State tax revenues showed slight improvement in the third quarter of this year but they still have a long way to go to make up for the losses incurred by the recession, according to a report
yesterday from the U.S. Census Bureau. Overall, state tax revenues increased 4.75 percent over the third quarter of 2009, but remain far below 2008 levels. Much of the increase is due to a rebound in individual income and sales tax collections, which grew by 5 and 4.3 percent respectively.
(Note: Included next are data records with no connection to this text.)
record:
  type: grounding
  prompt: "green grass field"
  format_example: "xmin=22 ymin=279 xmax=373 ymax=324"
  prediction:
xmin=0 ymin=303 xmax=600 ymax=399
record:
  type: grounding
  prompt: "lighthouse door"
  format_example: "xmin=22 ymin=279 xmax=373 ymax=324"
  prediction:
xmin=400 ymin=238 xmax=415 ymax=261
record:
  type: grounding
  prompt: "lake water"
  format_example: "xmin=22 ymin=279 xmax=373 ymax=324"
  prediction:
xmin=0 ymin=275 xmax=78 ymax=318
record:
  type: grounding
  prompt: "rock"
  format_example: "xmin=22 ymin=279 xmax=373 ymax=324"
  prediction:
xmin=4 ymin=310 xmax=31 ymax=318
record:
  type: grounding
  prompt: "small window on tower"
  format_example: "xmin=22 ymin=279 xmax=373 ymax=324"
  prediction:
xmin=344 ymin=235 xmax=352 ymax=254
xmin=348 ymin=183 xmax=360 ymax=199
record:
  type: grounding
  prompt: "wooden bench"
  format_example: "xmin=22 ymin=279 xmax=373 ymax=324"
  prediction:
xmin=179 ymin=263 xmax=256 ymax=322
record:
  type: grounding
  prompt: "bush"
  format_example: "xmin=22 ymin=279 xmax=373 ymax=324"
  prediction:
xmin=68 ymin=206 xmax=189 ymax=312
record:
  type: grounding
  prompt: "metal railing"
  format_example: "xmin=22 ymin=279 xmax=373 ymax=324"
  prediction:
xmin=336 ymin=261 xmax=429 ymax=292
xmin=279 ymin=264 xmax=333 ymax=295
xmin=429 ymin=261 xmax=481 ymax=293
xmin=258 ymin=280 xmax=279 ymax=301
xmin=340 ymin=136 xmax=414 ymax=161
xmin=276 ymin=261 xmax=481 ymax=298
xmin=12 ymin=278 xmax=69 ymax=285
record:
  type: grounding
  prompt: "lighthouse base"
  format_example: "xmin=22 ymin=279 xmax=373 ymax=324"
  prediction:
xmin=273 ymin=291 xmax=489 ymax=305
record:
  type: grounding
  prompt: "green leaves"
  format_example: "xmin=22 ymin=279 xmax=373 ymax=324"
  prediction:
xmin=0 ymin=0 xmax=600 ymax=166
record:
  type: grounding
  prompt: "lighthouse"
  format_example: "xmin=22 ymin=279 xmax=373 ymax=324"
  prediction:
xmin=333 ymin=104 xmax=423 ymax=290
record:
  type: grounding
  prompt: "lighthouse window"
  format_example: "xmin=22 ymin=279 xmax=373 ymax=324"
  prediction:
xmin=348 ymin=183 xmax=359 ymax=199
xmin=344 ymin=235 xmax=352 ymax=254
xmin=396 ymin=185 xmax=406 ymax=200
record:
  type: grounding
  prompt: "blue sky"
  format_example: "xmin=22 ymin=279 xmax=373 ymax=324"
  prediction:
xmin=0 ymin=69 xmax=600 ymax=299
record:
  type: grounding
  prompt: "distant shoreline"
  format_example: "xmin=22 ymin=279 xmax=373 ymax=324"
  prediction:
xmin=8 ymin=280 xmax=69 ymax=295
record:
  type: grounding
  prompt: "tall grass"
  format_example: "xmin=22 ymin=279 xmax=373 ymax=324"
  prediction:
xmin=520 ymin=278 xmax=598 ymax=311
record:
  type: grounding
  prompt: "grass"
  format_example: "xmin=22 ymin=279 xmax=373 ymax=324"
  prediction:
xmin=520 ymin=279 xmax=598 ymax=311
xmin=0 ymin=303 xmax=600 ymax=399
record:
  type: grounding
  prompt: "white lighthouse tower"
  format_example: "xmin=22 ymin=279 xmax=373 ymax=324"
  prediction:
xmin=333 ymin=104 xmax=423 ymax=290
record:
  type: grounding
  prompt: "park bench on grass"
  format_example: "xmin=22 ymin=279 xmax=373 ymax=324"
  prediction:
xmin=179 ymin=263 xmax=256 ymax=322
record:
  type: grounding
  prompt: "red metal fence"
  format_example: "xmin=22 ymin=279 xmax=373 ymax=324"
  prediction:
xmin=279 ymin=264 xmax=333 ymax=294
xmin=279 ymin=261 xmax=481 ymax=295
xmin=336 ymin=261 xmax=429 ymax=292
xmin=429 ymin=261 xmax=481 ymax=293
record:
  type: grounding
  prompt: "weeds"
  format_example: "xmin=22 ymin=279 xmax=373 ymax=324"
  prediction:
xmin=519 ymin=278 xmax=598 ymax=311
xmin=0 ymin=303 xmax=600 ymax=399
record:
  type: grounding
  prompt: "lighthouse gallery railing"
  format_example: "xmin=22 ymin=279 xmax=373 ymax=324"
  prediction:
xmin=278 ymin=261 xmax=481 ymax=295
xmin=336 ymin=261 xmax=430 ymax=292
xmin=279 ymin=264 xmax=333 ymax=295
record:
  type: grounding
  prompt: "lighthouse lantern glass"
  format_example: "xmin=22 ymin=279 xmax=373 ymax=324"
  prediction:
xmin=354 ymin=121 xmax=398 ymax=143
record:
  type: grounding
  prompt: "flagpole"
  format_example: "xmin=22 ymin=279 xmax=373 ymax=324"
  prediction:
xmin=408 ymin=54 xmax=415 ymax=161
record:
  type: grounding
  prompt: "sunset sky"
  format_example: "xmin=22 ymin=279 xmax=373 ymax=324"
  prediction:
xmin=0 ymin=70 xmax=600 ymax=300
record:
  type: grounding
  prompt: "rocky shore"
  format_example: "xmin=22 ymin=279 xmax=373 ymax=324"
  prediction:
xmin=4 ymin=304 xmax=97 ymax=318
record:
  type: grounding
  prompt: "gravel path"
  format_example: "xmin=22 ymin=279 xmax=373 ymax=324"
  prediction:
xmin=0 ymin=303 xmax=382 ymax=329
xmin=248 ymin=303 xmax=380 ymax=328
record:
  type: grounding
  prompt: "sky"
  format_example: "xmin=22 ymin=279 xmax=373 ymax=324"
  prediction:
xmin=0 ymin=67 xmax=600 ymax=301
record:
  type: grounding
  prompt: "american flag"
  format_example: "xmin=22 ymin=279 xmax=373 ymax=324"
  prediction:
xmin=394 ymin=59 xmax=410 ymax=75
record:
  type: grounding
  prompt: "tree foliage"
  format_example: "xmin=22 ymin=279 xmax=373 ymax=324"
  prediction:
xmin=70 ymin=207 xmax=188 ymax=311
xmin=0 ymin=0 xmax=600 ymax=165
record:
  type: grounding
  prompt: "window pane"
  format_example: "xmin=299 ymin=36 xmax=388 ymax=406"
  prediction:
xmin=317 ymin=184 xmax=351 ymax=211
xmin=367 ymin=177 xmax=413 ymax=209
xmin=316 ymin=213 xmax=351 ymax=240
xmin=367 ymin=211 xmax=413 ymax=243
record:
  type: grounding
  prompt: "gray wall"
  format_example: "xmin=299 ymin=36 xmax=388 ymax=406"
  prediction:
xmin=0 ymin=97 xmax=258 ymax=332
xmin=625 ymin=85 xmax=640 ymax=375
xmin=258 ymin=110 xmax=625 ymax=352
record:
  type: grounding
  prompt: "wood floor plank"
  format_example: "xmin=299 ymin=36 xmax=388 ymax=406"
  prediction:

The report is an indication that the fledgling economic recovery could be gaining momentum even as states prepare for another difficult budget year. As Stateline reported
in November, a number of states have seen slight increases in tax revenues over the past few months and some could end the current fiscal year with a surplus. Crucial to the recovery will be sales tax receipts during the holiday season, the volume of which won't be known until the start of the new year. Sales taxes cover about a third of states' budgets.
"Revenue-wise they're turning the corner," University of Tennessee economics professor William Fox told The Wall Street Journal.
Still, "fiscal stress is likely to continue in many states because spending is still out of line with lower revenues."
At least 15 states will have to close budget gaps in the current fiscal year, according to a report
this month from the National Conference of State Legislatures. But worse news lies in the near future. The end of the federal stimulus program and rising Medicaid costs will likely mean deficits for 35 states in the fiscal year that begins in July 2011.